Published: 20:43, 21 August 2020
| Updated: 11:19, 22 August 2020
A 'ghost ship' has appeared off the coast of Kent.
The Queen Victoria, a Cunard Line cruise ship, could be seen off the coast of Botany Bay in Broadstairs today.
It is one of many ships that usually spends the year cruising around the world, but due to the coronavirus is now near-empty and destination-less.
Running on limited crew numbers, the ships only need to dock every few weeks to re-fuel and pick up supplies.
The rest of the time they linger at sea, and the Channel has become a favourite spot for the vessels.
They have been dubbed 'ghost ships' by people on social media who have spotted the ships off the south coast.
And it is not just Kent, ships have been anchoring off the coast from Portsmouth to Plymouth - and have now become a tourist destination.
Speaking to the BBC, ferry operator Paul Derham revealed he is now running sightseeing tours to these aimless cruise ships.
He said: "I knew people would be impressed.
"We whacked it on Facebook one day.
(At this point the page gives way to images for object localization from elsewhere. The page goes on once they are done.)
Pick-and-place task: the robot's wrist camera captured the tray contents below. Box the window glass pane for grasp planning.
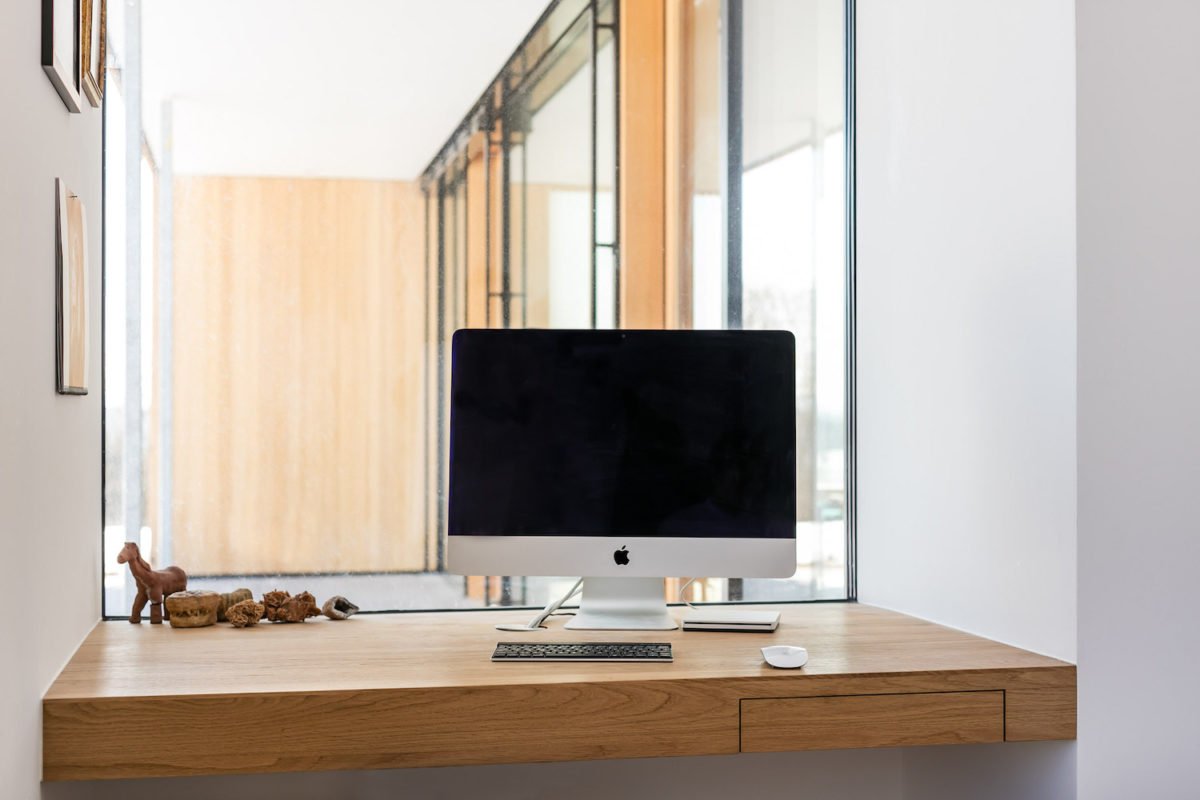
[102,61,129,609]
[595,24,617,329]
[740,0,847,599]
[102,0,849,615]
[683,0,848,600]
[520,11,593,330]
We advertised two trips and we filled up within two hours."
Max Carter spotted the 'eerie ships' off Poole, Dorset.
He said on Twitter: "The eerie ghost ships in Poole Harbour, cruise liners with skeleton staff and no passengers on board, now becoming the new tourist attraction."
Paula Kerr added: "Idle cruise ships anchored for months outside Southampton.In tonight's light, they looked eerily like ghost ships."
Cruises were halted early on in the pandemic, after hundreds of passengers on board them became sick.
It it thought the ships are loitering in the Channel rather than docking at ports because of price and space: ships have to pay fees to berth and terminals are limited.